What other impacts has The Forum had? Some examples of impacts that have come to my attention over the years include
- A mother wanted more information about The Baby Think It Over Program™ to help her teenaged pregnant daughter decide whether to keep the baby or give him up for adoption.
- A family who was dealing with guardianship for a family member found much needed guidance from “Assisting the guardian of an incompetent adult.” A family member told The Forum editor that the article had saved her family a great deal of stress from uncertainty and confusion.
- A financial adviser contacted The Forum editor for permission to use the article “Estimating retirement savings: are ballpark estimate type worksheets accurate enough to help consumers?” to educate his clientele.
- The article, “Ethical wills: passing treasures of the heart,” was reprinted in a publication of a state bar association. Several lawyers told The Forum editor that they now incorporate information about ethical wills in their consultations with estate planning clients.

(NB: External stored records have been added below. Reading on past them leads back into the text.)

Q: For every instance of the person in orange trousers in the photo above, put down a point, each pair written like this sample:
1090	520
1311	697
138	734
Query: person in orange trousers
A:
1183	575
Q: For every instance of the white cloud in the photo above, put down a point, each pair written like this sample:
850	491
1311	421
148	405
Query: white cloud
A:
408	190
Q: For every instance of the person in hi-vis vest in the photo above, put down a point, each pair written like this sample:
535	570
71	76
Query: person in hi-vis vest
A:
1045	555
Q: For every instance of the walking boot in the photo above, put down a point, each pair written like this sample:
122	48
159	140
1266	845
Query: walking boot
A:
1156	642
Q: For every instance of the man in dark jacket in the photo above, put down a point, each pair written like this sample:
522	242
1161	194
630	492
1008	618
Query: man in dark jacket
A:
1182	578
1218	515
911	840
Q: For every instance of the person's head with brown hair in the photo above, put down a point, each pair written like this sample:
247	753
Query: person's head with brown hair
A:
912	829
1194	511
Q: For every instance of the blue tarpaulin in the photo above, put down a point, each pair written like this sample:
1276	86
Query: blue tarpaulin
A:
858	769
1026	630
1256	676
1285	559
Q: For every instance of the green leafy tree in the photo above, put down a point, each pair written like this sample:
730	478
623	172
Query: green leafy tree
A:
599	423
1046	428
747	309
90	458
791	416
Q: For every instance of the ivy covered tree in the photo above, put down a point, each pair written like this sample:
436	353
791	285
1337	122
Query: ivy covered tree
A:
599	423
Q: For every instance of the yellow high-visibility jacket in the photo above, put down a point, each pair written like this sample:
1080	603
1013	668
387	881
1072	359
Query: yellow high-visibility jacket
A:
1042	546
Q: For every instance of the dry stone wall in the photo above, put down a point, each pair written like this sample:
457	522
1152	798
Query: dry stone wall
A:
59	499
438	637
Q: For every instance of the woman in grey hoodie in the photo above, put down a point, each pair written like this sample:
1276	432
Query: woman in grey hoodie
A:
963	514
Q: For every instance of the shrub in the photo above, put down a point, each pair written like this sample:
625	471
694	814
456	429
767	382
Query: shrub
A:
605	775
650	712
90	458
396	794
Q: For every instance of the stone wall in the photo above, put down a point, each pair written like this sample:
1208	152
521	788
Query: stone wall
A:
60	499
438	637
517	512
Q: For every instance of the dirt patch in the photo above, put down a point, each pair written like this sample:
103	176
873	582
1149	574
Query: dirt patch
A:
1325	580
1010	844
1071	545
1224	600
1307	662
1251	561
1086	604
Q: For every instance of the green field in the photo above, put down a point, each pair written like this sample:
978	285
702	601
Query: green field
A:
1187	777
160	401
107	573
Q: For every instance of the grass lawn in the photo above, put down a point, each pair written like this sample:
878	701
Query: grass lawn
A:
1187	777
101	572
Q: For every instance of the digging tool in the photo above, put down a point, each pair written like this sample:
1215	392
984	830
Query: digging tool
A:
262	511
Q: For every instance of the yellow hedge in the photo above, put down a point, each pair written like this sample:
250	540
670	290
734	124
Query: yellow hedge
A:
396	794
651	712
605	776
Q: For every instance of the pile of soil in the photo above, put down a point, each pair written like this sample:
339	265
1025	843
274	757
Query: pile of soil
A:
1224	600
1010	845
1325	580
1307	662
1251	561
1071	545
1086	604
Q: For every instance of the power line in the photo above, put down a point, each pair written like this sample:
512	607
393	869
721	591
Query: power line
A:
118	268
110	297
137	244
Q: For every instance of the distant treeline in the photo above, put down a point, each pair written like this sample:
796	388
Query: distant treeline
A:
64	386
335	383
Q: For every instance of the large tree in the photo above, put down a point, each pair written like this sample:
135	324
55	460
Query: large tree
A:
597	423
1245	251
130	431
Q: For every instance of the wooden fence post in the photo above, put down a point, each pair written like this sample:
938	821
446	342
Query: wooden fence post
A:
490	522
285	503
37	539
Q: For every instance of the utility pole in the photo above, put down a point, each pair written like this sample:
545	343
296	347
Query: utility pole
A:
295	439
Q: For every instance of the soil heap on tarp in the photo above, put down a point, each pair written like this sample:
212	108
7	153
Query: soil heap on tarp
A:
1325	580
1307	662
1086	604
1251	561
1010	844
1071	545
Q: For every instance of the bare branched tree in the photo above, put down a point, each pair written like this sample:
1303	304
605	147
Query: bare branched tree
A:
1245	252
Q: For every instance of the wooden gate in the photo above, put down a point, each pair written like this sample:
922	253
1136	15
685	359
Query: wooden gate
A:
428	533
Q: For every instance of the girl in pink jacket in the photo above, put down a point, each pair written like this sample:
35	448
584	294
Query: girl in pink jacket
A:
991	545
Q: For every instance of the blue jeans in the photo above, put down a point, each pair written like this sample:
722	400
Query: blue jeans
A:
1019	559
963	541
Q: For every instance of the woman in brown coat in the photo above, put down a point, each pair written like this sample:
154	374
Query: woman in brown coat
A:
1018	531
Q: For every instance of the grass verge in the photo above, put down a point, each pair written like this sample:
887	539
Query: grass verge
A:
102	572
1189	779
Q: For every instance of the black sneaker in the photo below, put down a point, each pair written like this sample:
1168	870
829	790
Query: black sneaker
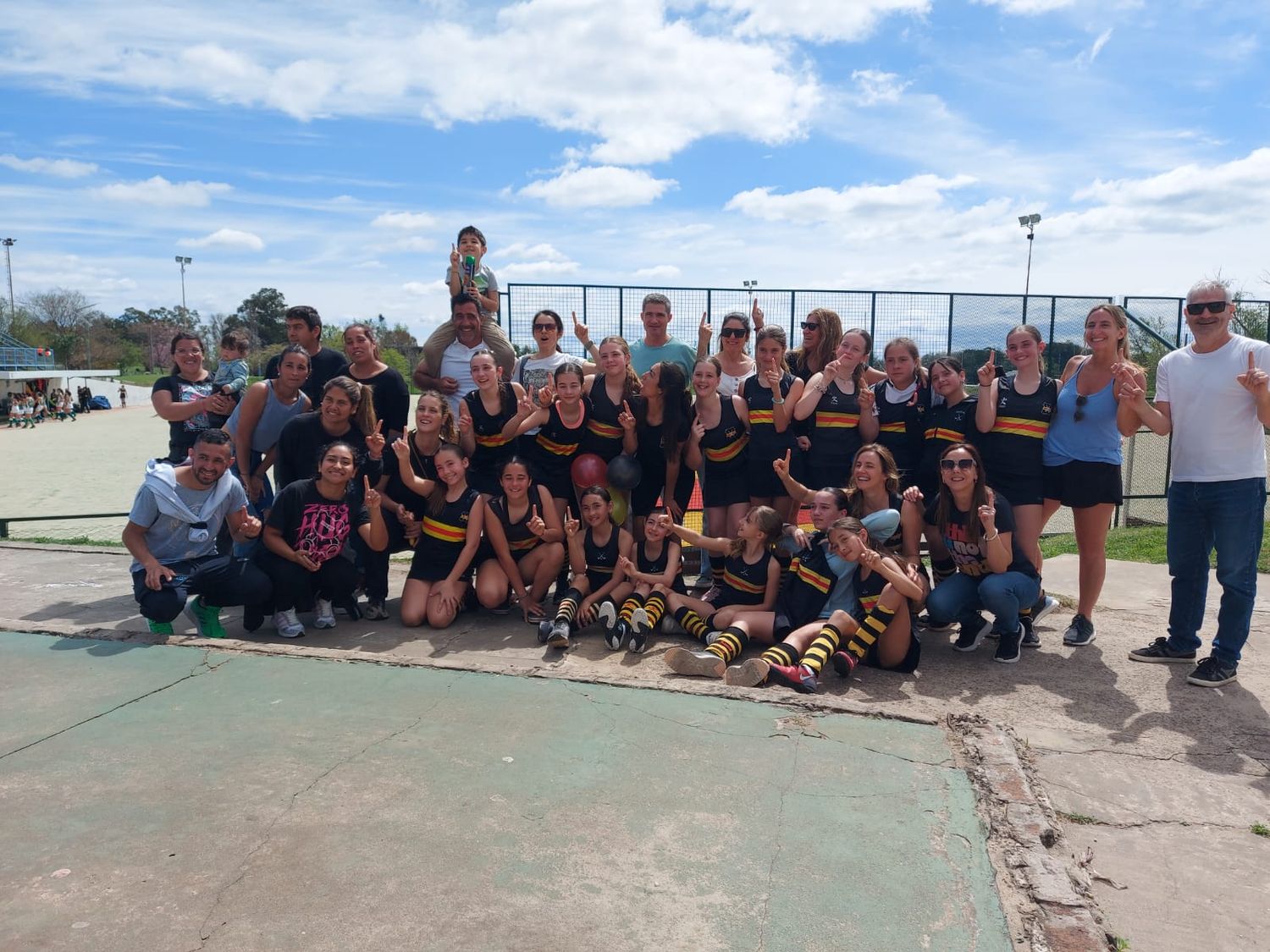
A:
1158	652
1030	637
972	635
1008	647
1212	673
1080	631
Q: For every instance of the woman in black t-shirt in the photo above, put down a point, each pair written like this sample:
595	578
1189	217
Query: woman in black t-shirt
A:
993	573
306	538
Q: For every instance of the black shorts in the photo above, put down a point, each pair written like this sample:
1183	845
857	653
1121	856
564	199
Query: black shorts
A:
1020	490
1081	485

- A doctoral student in gerontological nursing wrote the author to say that she was using the article, “Successful aging: what does the ‘good life’ look like?“in developing the conceptual framework for her planned research study.
- A parent educator wrote The Forum editor requesting more information on the article, “Family and Consumer Sciences and schools — a perfect partnership for parent education.” She was interested in assessing whether it was appropriate for use in the county school system. The article was forwarded to all school principals in the county.
- A nursing home administrator in Virginia used “Quality of life in long-term care settings: a look at some trends in humanizing nursing homes” to assist in the process of deciding whether to Edenize their long-term care facility.
The Forum knows no geographical boundaries. It can bring an educational program originating in New Jersey to a rural county in North Carolina. An article written by a Kentucky Extension specialist can change the way lawyers in another state advise their clients. The Forum can help a nursing home in Virginia evaluate a proposed change in the way it cares for its patients. A survey taken of readers’ opinions can help shape state legislation. True to its mission, The Forum publishes articles that make a difference — that have “impact beyond the profession.”
Boyer, Ernest L. 1990. Scholarship Reconsidered. San Franscisco:Jossey-Bass, Inc.
Schwab, Carol. 2000. Posting advance directives online — are consumers ready for the virtual living will? The Forum for Family and Consumer Issues 5(2). On-line: http://www.ces.ncsu.edu/depts/fcs/pub/2000/editors_corner_200.html.
Schwab, Carol. 2001. Are consumers ready for the virtual living will? Apparently not. The Forum for Family and Consumer Issues. 6(2). On-line: http://www.ces.ncsu.edu/depts/fcs/pub/2001sp/editors_corner.html.
House Bill 1362, North Carolina General Assembly, 2001 Session.
Schwab, Carol. 2002. The on-line central registry for advance directives. Planning Your Estate. On-line: http://www.ces.ncsu.edu/depts/fcs/estates/registry.html
Carol A. Schwab is the founding editor of The Forum for Family and Consumer Issues. She is a Professor and Family Resource Management Specialist in the Department of 4-H Youth Development and Family & Consumer Sciences, NC State University.
Cite this article:
Schwab, Carol. 2002. Editor’s Corner: Impact beyond the profession. The Forum for Family and Consumer Issues 7(1).